The UN Secretary-General, Kofi Annan, condemned the military operation in the Gaza Strip yesterday, warning Israel "not for the first time ... that the disproportionate use of force in densely populated areas is not compatible with international humanitarian law". But with the US backing Israel ever more firmly, Mr Annan's warnings will have little resonance here.
The decisive moment of the week was when Mr Bush came out in favour of Israel's air strike on Syria - albeit with a gentle admonition to Israel to avoid "escalation". The President made his personal view clear, adding that "Israel must not feel constrained in terms of defending the homeland".
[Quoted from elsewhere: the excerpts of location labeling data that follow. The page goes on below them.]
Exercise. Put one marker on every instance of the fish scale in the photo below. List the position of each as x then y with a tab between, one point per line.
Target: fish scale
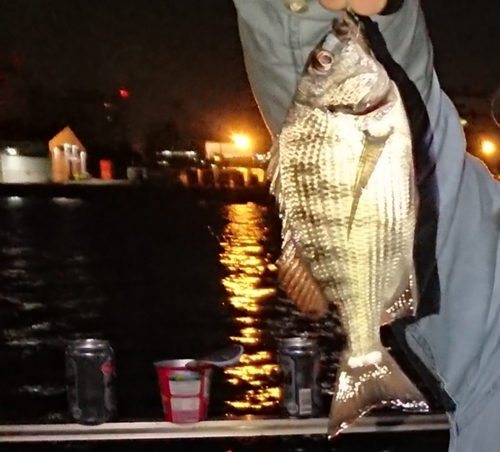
342	172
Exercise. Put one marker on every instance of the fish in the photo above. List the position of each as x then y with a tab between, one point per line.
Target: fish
341	170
The row over that air strike - the first Israeli attack deep inside Syria for 30 years -- heated up again yesterday. A Syrian Foreign Ministry spokeswoman, Bushra Kanafani, warned: "In case of a repetition Syria has the right to exercise self-defence." Israel immediately responded, with a spokesman for its Foreign Ministry, Gideon Meir, declaring: "Israel views every state which is harbouring terrorist organisations, and the leaders of those terrorist organisations, who are attacking innocent citizens of Israel, as legitimate targets out of self-defence".
Israel said the bombing was in retaliation for the 4 October suicide bombing in Haifa, in which 20 people died, and claimed the targeted area was a training camp used by the militant group Islamic Jihad. But it quickly became apparent the camp was disused at the time of the strike. Another Palestinian militant group said it had been out of use for years. But the US and Israel claim to have evidence it was in use more recently.